Interleukin-1β Exacerbates the Catabolic Effects of Human Nucleus Pulposus Cells Through Activation of the Nuclear Factor Kappa B Signaling Pathway Under Hypoxic Conditions

Objective: To determine the regulatory role of interleukin 1 beta (IL-1β) in the Nuclear Factor kappa B (NF-κB) -mediated catabolic effects of the nucleus pulposus cells in human intervertebral disc degeneration under hypoxic conditions.

Patients And Methods: Human nucleus pulposus cells were cultured and exposed to IL-1β under hypoxic or normoxic environments, with or without NF-κB inhibition. The cell growth was determined using cell counting kit-8; gene and protein expressions were analyzed by Real-time polymerase chain reaction and Western blotting, respectively.

Results: Co-treatment with IL-1β and hypoxia decreased cell viability in human nucleus pulposus cells. There was a positive effect of IL-1β on human nucleus pulposus cells under hypoxia, which was through the up-regulation of matrix metalloproteinase-3 (MMP-3), MMP-13, a disintegrin and metalloproteinase with thrombospondin motifs (ADAMTS)-4, and ADAMTS-5. IL-1β-induced expressions of MMP-3, MMP-9, ADAMTS-4, and ADAMTS-5 under hypoxia were accompanied by increased activation of NF-κB. Inhibition of NF-κBp65 by small interfering RNA or specific inhibitor BAY11-7082 blocked IL-1β-dependent gene upregulation of MMP-3, MMP-13, ADAMTS-4, and ADAMTS-5 in a hypoxic environment. The gene expression of aggrecan was decreased by IL-1β under hypoxic conditions, which was reversed by either BAY11-7082 or NF-κBp65 knockdown.

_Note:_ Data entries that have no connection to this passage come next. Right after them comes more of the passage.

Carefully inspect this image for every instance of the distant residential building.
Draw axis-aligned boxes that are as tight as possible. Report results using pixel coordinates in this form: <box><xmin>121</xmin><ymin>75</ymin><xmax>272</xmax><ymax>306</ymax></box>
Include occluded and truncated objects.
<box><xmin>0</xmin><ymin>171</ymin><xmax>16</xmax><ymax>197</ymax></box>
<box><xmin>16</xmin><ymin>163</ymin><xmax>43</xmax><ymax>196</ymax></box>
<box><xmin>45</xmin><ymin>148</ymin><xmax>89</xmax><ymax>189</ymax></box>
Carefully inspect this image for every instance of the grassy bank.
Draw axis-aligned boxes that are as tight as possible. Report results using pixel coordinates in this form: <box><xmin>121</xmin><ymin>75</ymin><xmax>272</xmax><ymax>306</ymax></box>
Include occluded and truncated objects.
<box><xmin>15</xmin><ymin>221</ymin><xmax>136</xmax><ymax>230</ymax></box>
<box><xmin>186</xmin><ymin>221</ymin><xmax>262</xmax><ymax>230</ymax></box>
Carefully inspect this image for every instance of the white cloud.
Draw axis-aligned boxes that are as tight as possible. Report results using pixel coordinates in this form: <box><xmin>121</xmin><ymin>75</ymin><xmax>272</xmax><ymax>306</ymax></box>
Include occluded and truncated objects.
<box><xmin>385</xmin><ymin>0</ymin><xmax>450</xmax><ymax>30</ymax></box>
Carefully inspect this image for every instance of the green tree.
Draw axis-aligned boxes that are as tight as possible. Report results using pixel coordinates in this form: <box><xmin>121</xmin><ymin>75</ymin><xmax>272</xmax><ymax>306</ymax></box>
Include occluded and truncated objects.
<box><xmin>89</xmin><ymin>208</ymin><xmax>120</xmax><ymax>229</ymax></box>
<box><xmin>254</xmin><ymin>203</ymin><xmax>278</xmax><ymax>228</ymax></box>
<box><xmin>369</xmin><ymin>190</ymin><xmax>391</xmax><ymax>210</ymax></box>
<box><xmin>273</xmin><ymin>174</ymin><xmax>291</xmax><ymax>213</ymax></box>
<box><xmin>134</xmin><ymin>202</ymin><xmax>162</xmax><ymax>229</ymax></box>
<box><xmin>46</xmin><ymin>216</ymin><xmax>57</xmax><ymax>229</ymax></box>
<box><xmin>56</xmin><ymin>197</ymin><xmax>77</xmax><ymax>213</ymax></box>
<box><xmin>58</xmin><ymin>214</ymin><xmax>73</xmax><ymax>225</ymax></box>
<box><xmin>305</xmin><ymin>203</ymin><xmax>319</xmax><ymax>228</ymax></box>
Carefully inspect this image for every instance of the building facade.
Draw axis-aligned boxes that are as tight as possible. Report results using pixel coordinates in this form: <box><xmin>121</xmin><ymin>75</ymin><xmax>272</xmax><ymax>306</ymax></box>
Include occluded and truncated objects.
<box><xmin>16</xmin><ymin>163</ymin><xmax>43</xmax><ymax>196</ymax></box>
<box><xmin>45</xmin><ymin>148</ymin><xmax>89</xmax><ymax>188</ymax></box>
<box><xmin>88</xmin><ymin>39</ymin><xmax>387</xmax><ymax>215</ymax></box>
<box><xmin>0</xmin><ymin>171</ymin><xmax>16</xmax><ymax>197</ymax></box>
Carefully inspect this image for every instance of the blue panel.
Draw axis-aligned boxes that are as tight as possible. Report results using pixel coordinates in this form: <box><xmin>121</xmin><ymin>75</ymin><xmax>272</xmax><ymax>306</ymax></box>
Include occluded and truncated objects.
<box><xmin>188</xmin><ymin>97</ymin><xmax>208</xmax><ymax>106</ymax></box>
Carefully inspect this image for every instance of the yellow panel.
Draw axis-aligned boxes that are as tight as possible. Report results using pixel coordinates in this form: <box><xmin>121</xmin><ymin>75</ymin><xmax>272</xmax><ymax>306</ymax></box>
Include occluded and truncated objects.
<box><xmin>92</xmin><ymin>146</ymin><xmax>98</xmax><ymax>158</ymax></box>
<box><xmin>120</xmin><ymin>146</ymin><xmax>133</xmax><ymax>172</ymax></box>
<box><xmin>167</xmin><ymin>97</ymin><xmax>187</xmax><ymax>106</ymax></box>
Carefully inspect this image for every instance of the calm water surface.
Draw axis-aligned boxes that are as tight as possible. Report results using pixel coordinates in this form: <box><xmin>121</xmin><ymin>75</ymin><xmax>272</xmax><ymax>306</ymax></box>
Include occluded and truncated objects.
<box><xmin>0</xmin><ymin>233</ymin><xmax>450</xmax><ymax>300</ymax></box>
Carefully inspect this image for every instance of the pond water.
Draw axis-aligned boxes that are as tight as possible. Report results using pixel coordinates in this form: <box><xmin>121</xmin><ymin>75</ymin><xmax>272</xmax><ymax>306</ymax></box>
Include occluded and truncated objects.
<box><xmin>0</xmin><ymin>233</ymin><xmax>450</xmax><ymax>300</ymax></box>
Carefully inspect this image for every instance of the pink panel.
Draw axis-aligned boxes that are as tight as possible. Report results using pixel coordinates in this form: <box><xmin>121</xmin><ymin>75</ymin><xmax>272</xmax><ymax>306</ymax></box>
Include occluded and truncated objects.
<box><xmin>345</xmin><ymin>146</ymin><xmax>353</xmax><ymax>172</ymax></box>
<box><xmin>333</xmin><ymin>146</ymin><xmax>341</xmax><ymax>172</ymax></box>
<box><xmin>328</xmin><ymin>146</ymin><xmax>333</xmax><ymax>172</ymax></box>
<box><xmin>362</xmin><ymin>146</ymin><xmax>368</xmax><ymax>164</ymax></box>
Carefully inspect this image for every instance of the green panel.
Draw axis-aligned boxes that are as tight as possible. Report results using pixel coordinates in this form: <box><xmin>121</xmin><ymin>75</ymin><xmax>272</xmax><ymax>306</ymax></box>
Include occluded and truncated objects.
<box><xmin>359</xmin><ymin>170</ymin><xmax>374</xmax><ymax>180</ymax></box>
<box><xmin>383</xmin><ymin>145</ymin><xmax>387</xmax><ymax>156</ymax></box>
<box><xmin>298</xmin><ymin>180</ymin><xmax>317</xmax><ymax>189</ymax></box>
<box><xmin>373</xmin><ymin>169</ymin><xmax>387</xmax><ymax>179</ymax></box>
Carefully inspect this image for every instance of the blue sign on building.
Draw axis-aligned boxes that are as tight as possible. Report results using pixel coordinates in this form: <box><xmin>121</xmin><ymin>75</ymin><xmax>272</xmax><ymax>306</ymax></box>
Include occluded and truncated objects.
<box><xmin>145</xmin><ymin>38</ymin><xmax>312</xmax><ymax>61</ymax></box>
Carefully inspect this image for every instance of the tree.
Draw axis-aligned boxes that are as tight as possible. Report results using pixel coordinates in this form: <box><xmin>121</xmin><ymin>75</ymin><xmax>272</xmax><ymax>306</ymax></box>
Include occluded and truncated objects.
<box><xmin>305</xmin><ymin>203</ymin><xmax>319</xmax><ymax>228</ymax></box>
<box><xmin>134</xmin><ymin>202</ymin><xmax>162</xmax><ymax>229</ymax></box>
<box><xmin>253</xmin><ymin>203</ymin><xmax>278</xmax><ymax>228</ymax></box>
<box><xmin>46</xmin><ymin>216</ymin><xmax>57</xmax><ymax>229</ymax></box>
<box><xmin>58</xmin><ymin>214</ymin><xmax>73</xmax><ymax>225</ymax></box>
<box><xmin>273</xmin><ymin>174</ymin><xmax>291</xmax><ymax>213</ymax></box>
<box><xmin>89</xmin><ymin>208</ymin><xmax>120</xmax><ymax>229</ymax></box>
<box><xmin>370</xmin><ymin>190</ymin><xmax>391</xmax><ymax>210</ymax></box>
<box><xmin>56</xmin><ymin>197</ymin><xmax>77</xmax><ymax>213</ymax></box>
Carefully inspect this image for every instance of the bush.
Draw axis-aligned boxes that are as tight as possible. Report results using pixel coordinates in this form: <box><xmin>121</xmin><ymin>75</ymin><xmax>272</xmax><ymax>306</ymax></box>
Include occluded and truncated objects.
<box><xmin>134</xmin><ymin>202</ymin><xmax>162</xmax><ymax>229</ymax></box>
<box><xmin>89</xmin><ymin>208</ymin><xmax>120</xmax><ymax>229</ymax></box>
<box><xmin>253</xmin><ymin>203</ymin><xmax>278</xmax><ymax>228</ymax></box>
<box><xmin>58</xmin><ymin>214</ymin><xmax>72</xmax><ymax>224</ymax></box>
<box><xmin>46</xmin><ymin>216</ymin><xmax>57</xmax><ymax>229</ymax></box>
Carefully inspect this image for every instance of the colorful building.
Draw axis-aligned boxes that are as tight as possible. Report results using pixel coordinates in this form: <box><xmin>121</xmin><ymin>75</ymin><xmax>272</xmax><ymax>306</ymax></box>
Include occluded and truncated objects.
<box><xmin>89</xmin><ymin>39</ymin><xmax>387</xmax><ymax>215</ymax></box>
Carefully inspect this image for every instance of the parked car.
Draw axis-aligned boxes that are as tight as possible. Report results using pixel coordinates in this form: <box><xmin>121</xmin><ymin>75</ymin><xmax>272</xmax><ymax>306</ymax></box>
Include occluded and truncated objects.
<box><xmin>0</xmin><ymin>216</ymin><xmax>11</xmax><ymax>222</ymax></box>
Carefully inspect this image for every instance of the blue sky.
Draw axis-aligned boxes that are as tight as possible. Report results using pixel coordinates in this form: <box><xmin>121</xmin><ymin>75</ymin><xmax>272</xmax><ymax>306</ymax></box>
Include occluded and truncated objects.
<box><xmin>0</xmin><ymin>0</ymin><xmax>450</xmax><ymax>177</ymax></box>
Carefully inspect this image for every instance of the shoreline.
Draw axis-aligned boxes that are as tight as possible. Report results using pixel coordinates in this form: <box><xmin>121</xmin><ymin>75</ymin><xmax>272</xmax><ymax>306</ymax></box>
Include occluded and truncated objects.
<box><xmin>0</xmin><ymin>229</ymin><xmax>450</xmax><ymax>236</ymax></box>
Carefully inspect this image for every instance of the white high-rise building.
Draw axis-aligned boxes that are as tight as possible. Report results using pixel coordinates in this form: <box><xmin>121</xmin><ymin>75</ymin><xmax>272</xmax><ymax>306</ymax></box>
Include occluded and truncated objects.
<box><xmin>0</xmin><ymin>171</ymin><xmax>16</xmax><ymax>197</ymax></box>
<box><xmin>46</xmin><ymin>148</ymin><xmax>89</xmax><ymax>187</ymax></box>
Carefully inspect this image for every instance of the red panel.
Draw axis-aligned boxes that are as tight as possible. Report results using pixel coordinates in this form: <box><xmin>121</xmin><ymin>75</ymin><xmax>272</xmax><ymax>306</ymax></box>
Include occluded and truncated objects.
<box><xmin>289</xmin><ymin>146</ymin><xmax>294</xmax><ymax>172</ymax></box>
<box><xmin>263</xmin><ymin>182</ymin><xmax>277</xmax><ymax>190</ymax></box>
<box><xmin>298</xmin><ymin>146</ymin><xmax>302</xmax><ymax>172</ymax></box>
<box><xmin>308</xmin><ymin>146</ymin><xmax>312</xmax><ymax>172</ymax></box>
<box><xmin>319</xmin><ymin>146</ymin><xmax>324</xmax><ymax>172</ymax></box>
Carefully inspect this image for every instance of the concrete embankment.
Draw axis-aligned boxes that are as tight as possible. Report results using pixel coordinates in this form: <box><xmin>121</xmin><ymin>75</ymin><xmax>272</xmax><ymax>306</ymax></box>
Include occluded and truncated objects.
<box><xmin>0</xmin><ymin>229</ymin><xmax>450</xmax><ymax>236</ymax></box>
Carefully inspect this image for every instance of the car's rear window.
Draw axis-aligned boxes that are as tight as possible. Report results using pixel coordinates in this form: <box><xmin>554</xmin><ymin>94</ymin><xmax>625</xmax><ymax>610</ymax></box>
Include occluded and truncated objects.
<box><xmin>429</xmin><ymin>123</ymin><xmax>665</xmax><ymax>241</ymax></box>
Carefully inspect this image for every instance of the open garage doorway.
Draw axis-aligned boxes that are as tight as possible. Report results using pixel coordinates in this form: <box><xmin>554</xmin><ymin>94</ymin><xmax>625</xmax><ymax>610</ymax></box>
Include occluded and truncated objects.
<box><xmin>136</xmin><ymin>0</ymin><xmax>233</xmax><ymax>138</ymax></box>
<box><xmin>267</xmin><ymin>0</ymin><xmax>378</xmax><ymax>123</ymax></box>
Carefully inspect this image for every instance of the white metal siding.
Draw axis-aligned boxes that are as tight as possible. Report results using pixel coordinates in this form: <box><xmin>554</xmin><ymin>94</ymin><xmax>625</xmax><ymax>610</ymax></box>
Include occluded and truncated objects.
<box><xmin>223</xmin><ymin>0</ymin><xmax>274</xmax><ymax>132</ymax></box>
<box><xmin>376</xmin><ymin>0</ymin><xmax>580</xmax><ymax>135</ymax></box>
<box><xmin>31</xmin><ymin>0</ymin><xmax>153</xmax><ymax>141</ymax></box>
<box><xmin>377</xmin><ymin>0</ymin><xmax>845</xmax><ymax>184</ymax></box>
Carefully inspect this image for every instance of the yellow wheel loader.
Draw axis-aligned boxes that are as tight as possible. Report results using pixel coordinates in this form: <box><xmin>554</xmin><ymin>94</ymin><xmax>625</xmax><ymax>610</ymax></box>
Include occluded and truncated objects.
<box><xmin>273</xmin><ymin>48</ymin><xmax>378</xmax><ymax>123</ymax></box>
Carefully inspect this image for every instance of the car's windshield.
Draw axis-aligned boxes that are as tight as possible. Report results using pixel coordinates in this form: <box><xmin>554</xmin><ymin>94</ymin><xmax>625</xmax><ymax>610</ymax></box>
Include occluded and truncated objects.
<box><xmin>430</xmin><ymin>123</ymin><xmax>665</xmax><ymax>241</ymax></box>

Conclusions: IL-1β and hypoxia synergetically contributed to the catabolic effects of the nucleus pulposus cells by upregulating the expression of MMP-3, MMP-13, ADAMTS-4 and ADAMTS-5 through the activation of NF-κB signaling pathway, indicating that the NF-κB signaling pathway is a key mediator of intervertebral disc degeneration.